“Madame! Princess!” I was on the point of addressing her by a yet more familiar name. “At least, sit down and recover yourself.”
Like one dazed, I led her to a chair. Like one dazed, she sank into it in obedience to my authoritative pressure.
“Come,” I said in a tone which I strove to render at once firm and soothing, “it is clear that we must understand each other. You have come here to tell me this, I suppose?”
“At the risk of my life,” she breathed. “What must you think of me!”
I recalled the fate of poor Menken, whom the woman before me had led to his doom, though she had not struck the blow.
In spite of myself, a momentary shudder went through me.
The sensitive woman saw or felt it, and shook in her turn.
“Believe me or not, as you will,” she exclaimed desperately. “I swear to you that I have never knowingly been guilty of taking life.

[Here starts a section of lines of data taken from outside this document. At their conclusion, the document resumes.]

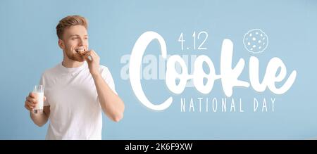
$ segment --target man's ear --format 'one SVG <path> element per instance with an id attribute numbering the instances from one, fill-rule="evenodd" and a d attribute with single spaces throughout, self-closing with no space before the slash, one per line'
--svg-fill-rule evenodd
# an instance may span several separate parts
<path id="1" fill-rule="evenodd" d="M 64 41 L 63 41 L 63 40 L 61 39 L 58 39 L 58 46 L 61 49 L 63 50 L 65 49 Z"/>

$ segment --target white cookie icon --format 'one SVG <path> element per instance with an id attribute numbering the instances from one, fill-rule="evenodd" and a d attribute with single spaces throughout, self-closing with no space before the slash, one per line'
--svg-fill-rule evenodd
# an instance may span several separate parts
<path id="1" fill-rule="evenodd" d="M 268 37 L 261 30 L 253 29 L 244 34 L 243 44 L 249 52 L 261 53 L 268 47 Z"/>

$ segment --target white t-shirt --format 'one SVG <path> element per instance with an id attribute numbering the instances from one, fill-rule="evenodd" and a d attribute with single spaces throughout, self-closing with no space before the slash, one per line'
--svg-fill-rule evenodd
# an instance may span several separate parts
<path id="1" fill-rule="evenodd" d="M 108 68 L 100 65 L 99 72 L 116 94 Z M 61 63 L 46 70 L 40 83 L 51 110 L 46 139 L 101 139 L 102 110 L 87 62 L 73 68 Z"/>

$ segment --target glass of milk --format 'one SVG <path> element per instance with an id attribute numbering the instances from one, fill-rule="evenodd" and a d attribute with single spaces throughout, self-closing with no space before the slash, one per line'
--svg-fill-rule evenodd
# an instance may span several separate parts
<path id="1" fill-rule="evenodd" d="M 34 87 L 33 94 L 35 95 L 37 103 L 33 109 L 33 113 L 43 113 L 44 91 L 44 86 L 43 85 L 36 85 Z"/>

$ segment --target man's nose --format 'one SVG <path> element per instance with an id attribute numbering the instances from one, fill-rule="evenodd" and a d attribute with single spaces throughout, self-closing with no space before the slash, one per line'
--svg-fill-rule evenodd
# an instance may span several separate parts
<path id="1" fill-rule="evenodd" d="M 83 45 L 85 45 L 85 41 L 84 39 L 80 38 L 80 41 L 79 41 L 79 44 L 78 44 L 78 45 L 80 45 L 80 46 L 83 46 Z"/>

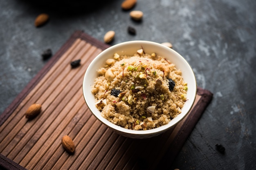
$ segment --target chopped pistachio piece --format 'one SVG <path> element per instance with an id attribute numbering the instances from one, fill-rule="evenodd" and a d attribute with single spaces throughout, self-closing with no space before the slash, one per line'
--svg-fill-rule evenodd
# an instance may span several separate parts
<path id="1" fill-rule="evenodd" d="M 177 109 L 178 109 L 178 113 L 181 113 L 181 109 L 179 107 L 178 107 L 178 108 Z"/>
<path id="2" fill-rule="evenodd" d="M 139 74 L 139 76 L 140 78 L 142 78 L 143 77 L 146 77 L 146 74 Z"/>
<path id="3" fill-rule="evenodd" d="M 127 68 L 127 69 L 128 69 L 129 71 L 133 71 L 134 69 L 134 67 L 133 67 L 132 65 L 129 65 Z"/>
<path id="4" fill-rule="evenodd" d="M 103 103 L 105 106 L 107 105 L 107 100 L 106 98 L 102 100 L 102 103 Z"/>
<path id="5" fill-rule="evenodd" d="M 183 100 L 186 100 L 186 94 L 184 93 L 184 94 L 182 94 L 181 95 L 181 98 Z"/>
<path id="6" fill-rule="evenodd" d="M 157 83 L 157 84 L 159 85 L 161 85 L 162 84 L 162 81 L 159 79 L 157 79 L 156 81 L 155 82 Z"/>
<path id="7" fill-rule="evenodd" d="M 139 124 L 140 126 L 141 126 L 142 129 L 145 129 L 147 127 L 147 124 L 146 124 L 144 122 L 141 122 Z"/>
<path id="8" fill-rule="evenodd" d="M 99 106 L 101 104 L 102 102 L 102 100 L 103 99 L 102 98 L 101 99 L 97 101 L 96 102 L 95 102 L 95 105 L 97 106 Z"/>
<path id="9" fill-rule="evenodd" d="M 135 85 L 132 85 L 132 87 L 131 87 L 131 90 L 133 89 L 135 89 Z"/>
<path id="10" fill-rule="evenodd" d="M 123 97 L 123 98 L 122 98 L 122 100 L 124 101 L 124 102 L 125 101 L 127 101 L 127 98 L 126 97 L 126 96 L 125 96 L 124 97 Z"/>

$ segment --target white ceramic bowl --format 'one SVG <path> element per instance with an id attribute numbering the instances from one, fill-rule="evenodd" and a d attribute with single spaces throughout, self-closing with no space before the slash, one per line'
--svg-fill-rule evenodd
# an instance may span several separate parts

“Never for one moment did I anticipate that that poor man would do what he did,” the Princess went on with passionate earnestness. “I tempted him to give me the Czar’s letter, and I destroyed it—I confess that. Are not such things done every day in secret politics? Have you never intercepted a despatch?”
It was a suggestive question. I thought of more than one incident in my own career which might be harshly received by a strict moralist. It is true that I have always been engaged on what I believed was a lawful task; but the due execution of that task had sometimes involved actions which I should have shrunk from in private life.